@Scott S.
That's great that you picked up your first rental property! Fortunately, with RE and based on the numerous posts here, you can start later and still do well depending on your situation, doing due diligence, your risk tolerance and strategy. i was a little wary until I asked the original question on this post because it seemed like most of the podcasts were from 20-30 year olds or people that had started in that time frame.
I think I have to agree with your wife as I'd be a little leery about having strangers living in your home after being used to having a home to yourselves after all those years. I tried managing my first 2 properties that I obtained 15 years ago, but then got tired of trying to collect rents and handling the turnover and screening tenants that it wasn't worth my while as I was also working fulltime, so I got property management to do the work.

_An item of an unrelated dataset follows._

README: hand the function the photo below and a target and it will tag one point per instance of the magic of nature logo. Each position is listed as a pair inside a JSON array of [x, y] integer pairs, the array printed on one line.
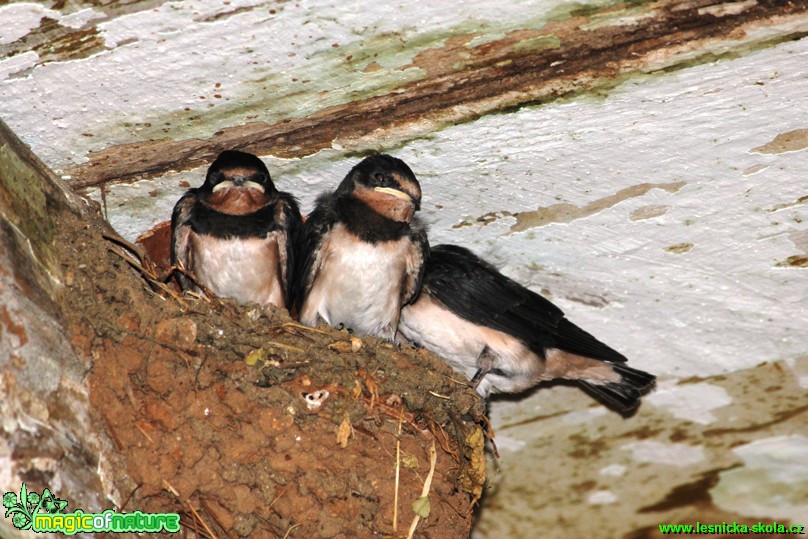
[[44, 513]]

As far as notes and lending in an IRA, I was also thinking of that in that it may limit the possibility of being put in the situation where you run out of funds if you purchased a rental property as a buy and hold and needed extra funds to repair or maintain the property for whatever reason. Maybe I'm thinking of it too simplistically, but my line of thinking is that with purchasing a property in a SDIRA, you would have to ensure you had adequate funds for anything unforeseen since you can only use the funds in the IRA to make repairs or to contribute any funds needed for the rental property. With notes, it seems like you just collect the interest and if there's a default, you confiscate the property as collateral. Anyone have anything to add to this?